I guess wooden yachts are something else in Panamá. At east Roger had never been confronted yet with the need for a carpentero. We had other errands to run and all the while Roger was asking people we were meeting to be pointed at a carpenters shop. When the control of the Panamá Canal passed to the Panamanians, many well-paid local craftsmen were laid off and had to find other livelihoods. Many started little one-man shops. There had to be a carpentero amongst them.

Finally a lady in a engine-filter shop told Roger about a carpentero in Rio Abajo neighbourhood. They made furniture but took on all kinds of work, she reckoned. Eventually we found it in a dusty back street. It was a large shop filled with unfinished cupboards and other items. Lots of sawdust.The two workers sanding a cabinet in the street outside waved us towards the back. We approached the office. I guess we should have been alerted by the fact that an elderly man was dozing in the office armchair and, when we knocked, was startled out of a deep siesta.

Clinton Henry, he said his name was. He was tall and might once have been meaty. But now he was quite advanced in years. His woolly hair was strongly flecked with white, his eyes looked watery and he seemed to have difficulty focusing. He moved slowly. As it turned out, like most black people in Panamá City, he spoke English. Nevertheless, Roger explained using the models just what we needed. No problem! You gonna do the finishing yourself? So just cut and glue, rightr? It’ll be ready in two days. Fifty dollars for the pair. But I need some money down for materials; teak would be best. I paid him $40, which I later regretted. How many people had told us never to give money in advance? But, he seemed serious and a two-day turnaround was great. And to make it even better, Roger offered to pick them up and bring them out to the anchorage for me.

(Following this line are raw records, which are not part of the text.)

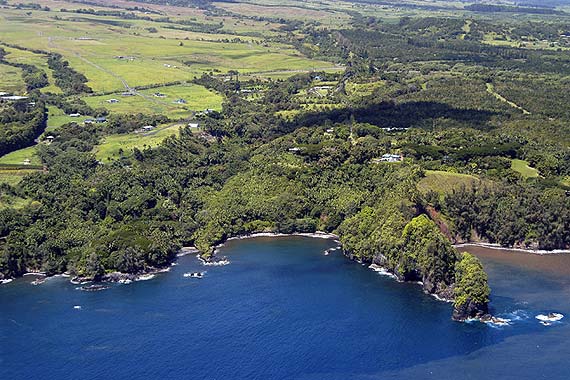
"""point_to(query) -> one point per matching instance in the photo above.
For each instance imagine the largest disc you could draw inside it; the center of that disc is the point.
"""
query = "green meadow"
(524, 169)
(115, 146)
(19, 156)
(11, 80)
(445, 182)
(197, 98)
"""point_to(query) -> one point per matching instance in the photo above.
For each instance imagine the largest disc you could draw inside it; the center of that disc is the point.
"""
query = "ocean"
(282, 309)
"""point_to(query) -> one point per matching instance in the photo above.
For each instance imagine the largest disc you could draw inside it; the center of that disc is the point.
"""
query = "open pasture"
(97, 46)
(11, 80)
(197, 98)
(114, 146)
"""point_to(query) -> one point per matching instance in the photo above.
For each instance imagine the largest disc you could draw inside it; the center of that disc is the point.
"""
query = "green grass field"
(11, 80)
(109, 149)
(197, 98)
(57, 118)
(445, 182)
(12, 178)
(524, 169)
(38, 60)
(17, 157)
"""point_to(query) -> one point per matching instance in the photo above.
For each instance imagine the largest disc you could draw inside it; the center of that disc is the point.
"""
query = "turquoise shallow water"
(280, 310)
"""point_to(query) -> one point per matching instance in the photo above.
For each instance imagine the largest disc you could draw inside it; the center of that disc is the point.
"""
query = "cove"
(280, 310)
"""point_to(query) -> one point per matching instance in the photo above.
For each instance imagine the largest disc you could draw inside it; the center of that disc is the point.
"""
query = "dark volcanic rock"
(470, 310)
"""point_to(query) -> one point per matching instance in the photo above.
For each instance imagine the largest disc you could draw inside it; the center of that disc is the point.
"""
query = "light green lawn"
(57, 118)
(17, 157)
(109, 149)
(445, 182)
(197, 98)
(38, 60)
(524, 169)
(11, 80)
(96, 57)
(13, 177)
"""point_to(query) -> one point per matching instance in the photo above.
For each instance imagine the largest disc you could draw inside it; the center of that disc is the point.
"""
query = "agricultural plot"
(115, 146)
(524, 169)
(172, 101)
(19, 157)
(93, 46)
(38, 60)
(57, 118)
(11, 80)
(445, 182)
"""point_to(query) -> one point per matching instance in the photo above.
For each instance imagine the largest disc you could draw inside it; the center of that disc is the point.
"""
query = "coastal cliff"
(422, 254)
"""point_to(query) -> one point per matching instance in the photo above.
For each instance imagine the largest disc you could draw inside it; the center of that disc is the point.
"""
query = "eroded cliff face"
(470, 310)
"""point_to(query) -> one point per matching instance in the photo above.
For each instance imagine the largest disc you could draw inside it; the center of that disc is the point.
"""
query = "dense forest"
(292, 159)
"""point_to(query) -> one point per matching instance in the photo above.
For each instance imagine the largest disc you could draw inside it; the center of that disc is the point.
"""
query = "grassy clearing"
(38, 60)
(11, 80)
(524, 169)
(109, 149)
(92, 47)
(445, 182)
(197, 98)
(12, 178)
(17, 157)
(57, 118)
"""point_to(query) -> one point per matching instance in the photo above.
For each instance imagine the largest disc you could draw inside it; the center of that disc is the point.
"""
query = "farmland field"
(197, 98)
(112, 146)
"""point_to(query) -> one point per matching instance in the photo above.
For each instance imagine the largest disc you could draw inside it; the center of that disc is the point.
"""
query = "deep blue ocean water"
(280, 310)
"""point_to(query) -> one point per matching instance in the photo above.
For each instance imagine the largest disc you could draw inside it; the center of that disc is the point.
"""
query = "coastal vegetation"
(403, 135)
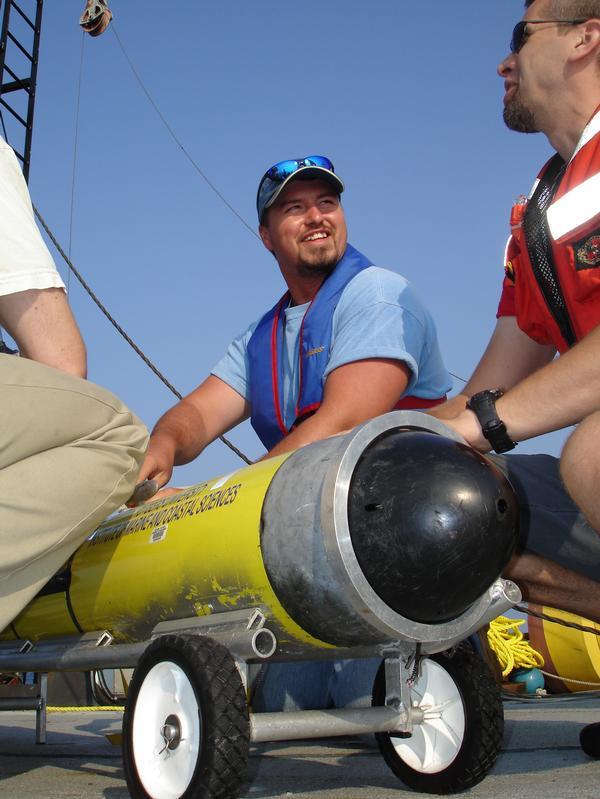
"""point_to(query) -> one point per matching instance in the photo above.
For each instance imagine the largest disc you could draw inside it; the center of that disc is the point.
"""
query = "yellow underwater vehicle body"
(388, 541)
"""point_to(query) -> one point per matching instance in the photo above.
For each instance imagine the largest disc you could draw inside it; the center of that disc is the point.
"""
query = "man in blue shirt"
(348, 340)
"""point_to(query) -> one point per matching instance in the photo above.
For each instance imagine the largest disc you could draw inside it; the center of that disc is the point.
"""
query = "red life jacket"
(563, 309)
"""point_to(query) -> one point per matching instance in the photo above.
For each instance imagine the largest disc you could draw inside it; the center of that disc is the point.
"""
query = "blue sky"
(403, 97)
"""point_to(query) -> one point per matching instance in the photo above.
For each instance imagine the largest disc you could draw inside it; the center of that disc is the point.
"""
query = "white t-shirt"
(25, 262)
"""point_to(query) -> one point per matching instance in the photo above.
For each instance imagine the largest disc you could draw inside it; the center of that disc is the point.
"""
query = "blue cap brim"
(270, 190)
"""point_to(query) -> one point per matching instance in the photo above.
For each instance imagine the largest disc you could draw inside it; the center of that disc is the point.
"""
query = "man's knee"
(580, 458)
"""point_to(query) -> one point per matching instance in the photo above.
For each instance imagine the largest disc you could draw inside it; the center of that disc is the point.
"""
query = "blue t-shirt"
(378, 316)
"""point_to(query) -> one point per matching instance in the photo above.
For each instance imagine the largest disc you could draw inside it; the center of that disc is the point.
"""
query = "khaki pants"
(70, 454)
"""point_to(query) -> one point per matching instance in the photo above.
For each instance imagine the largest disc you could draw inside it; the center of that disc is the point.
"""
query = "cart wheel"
(185, 730)
(460, 736)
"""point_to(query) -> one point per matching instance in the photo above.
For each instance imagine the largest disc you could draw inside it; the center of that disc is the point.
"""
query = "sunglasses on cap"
(276, 178)
(283, 169)
(520, 34)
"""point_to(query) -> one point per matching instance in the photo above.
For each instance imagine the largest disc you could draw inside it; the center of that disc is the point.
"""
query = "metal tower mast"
(19, 50)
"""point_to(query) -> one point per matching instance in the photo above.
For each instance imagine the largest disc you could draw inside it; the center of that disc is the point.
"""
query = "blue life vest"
(315, 338)
(265, 345)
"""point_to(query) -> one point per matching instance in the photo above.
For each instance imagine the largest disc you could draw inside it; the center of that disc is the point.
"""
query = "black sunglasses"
(520, 34)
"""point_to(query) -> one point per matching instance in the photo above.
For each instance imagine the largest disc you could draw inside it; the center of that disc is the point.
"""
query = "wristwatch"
(483, 405)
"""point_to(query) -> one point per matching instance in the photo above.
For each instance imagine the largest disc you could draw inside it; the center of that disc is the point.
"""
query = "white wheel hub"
(437, 740)
(166, 731)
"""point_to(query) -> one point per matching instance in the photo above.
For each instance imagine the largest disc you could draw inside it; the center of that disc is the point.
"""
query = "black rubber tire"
(484, 727)
(223, 714)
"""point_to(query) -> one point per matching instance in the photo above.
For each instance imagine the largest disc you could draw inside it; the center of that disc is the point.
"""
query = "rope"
(569, 679)
(74, 709)
(118, 327)
(510, 646)
(178, 142)
(574, 625)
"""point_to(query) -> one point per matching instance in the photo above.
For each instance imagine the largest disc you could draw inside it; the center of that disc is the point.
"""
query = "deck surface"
(541, 760)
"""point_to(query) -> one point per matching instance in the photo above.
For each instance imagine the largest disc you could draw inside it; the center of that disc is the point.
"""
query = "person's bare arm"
(353, 393)
(509, 358)
(559, 394)
(186, 429)
(44, 328)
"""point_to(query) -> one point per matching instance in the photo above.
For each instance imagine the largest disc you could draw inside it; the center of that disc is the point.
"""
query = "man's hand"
(160, 459)
(184, 431)
(466, 424)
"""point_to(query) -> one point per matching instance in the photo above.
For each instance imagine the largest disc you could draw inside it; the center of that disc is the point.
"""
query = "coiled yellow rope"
(510, 647)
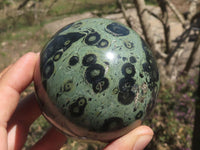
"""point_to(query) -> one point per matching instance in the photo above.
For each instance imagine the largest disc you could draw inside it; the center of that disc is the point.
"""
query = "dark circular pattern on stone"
(57, 55)
(139, 115)
(103, 43)
(128, 70)
(100, 85)
(125, 84)
(126, 98)
(132, 59)
(94, 72)
(68, 86)
(89, 59)
(117, 29)
(129, 44)
(92, 38)
(73, 60)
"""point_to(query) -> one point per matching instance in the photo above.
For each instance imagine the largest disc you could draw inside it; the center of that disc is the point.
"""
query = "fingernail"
(142, 142)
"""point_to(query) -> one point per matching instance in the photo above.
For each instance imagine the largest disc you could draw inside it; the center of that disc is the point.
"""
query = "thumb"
(137, 139)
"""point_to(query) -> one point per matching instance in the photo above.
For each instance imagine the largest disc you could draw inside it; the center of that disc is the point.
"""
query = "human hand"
(16, 117)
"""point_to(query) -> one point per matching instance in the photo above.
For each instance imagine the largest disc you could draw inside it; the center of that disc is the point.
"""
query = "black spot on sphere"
(73, 60)
(103, 43)
(57, 56)
(125, 84)
(124, 58)
(147, 67)
(141, 75)
(112, 124)
(92, 38)
(94, 72)
(150, 105)
(89, 59)
(44, 83)
(68, 86)
(77, 108)
(117, 29)
(128, 70)
(48, 70)
(77, 25)
(139, 115)
(100, 85)
(129, 44)
(132, 59)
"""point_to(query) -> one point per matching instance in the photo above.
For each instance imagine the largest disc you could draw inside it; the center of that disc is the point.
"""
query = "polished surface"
(96, 78)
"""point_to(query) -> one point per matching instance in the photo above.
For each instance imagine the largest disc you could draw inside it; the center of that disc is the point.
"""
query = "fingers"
(52, 140)
(27, 111)
(13, 82)
(137, 139)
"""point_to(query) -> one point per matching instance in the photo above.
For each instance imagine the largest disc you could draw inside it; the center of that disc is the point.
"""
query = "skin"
(16, 117)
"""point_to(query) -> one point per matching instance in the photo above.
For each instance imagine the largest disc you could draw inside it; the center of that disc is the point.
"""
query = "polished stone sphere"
(96, 79)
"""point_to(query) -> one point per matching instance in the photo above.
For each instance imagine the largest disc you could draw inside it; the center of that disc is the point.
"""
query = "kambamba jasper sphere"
(96, 79)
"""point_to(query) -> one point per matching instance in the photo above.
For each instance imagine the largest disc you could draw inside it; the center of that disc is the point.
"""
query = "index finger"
(13, 82)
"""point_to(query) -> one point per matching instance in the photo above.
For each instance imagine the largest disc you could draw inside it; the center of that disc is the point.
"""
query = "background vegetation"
(175, 118)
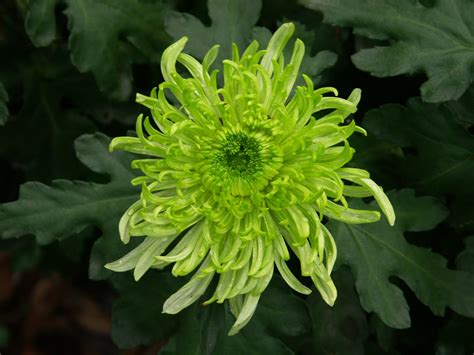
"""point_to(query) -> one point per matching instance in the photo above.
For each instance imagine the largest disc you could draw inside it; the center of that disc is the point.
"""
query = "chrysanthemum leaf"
(422, 131)
(330, 324)
(376, 252)
(3, 105)
(437, 40)
(106, 36)
(63, 208)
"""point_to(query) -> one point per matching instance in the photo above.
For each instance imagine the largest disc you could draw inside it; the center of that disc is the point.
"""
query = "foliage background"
(68, 73)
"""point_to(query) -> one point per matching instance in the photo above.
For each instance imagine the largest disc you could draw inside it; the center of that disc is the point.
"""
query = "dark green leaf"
(440, 151)
(375, 252)
(438, 40)
(64, 208)
(41, 134)
(136, 315)
(465, 260)
(278, 325)
(40, 22)
(341, 329)
(106, 36)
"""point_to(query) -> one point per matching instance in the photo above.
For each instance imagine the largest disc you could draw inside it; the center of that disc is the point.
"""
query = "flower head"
(237, 179)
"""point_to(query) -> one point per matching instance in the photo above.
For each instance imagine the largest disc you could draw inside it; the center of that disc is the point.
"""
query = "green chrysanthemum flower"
(238, 176)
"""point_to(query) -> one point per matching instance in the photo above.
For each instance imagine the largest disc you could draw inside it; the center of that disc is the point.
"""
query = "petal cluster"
(238, 177)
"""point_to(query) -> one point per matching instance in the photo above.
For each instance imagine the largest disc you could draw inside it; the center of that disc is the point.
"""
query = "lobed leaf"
(376, 252)
(438, 150)
(106, 37)
(64, 208)
(437, 40)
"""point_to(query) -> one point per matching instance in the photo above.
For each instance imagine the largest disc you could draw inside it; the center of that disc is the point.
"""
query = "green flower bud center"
(240, 155)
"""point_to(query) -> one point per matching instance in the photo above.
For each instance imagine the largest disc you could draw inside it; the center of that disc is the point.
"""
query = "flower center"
(240, 155)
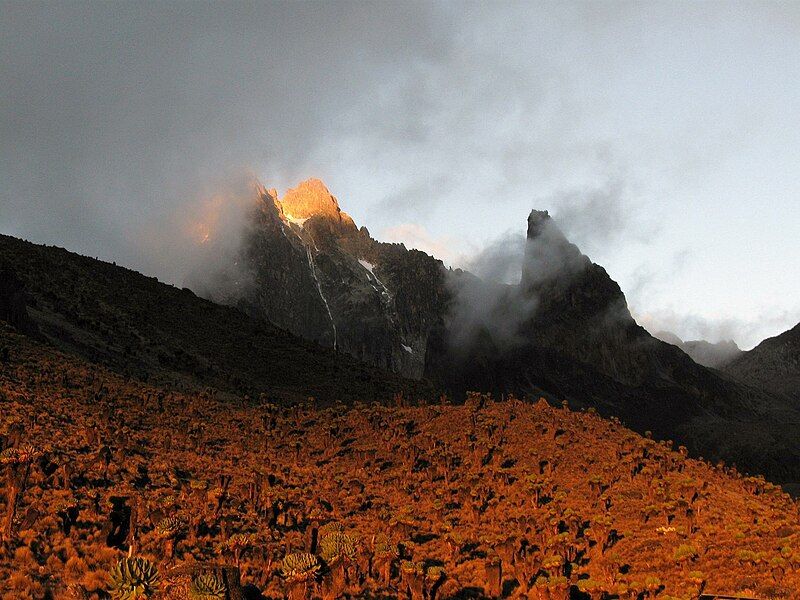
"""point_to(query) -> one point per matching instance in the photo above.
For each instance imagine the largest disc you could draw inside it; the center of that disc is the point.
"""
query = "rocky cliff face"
(316, 274)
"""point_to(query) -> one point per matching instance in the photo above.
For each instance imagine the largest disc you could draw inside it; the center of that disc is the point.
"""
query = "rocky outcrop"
(14, 303)
(314, 273)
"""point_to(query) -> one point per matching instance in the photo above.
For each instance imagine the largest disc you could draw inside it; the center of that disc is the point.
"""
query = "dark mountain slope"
(563, 332)
(774, 364)
(158, 333)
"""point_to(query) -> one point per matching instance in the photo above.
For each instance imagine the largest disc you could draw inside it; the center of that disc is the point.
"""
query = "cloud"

After a week I finally heard from Roger by cellphone. He had been to the workshop twice and talked with Clinton Henry. The carpentero had started the job, and one of the boards was partially cut out of one-inch thick teak. But then Clinton Henry seemed to have run out of steam. Roger found him again, dozing in his office while his workers were busy outside. It took a minute for Clinton Henry to even recall the job. But, no problem! Two more days. Pick it up on Saturday. It’ll be ready.

Roger didn’t know whether to laugh or cry when he called me on Saturday afternoon. You could hear him shaking his head through the phone. When he arrived that morning, Clinton Henry acted just as bemused as before. Surely he had only promised to make one lightboard for fifty dollars. Anyway, they weren’t finished. Tuesday, for sure!

I had given Roger an extra $20. The original price was to have been $50 and I paid $40 on account. But I knew there would be ‘an issue’ of some sort and left him with a bit more, just in case. Clinton Henry, when he came to his senses, fussed and argued and bargained. He tried to bluff his way to making only one lightboard. But finally, Roger told him ‘the man’ is getting really pissed off. There’s twenty dollars more when it’s all done. But get the work finished by Tuesday or there’s gonna be big trouble. The man’s going to go to the police.

In the end, the lightboards were made and Roger brought them out to the anchorage. I guess Clinton Henry was just getting on in his dotage. Dozing in the office was the way he stayed out from under foot at home. The workers carried the business. For all I know they were robbing him blind too. I gave Roger some money for his efforts. He is a great resource in Panamá City. Call him if you need a taxi or just need to know where to go to get something done.

He probably won’t take you back to Clinton Henry’s shop, however. If you need a small job done by a carpentero, go see Tito, the guy who runs the donkey engine at Balboa Yacht Club. According to Dennis, an American shipwright living on S/V Charlie in the anchorage, Tito does a pretty good job. Or you could just go by S/V Charlie one evening and find Dennis. For bigger jobs there are good carpenteros de navales (shipwrights) around Panamá City (e.g. Erwin and Ivan Pitti and family) or contact Jim Laing, a New Zealander who builds and repairs wooden boats.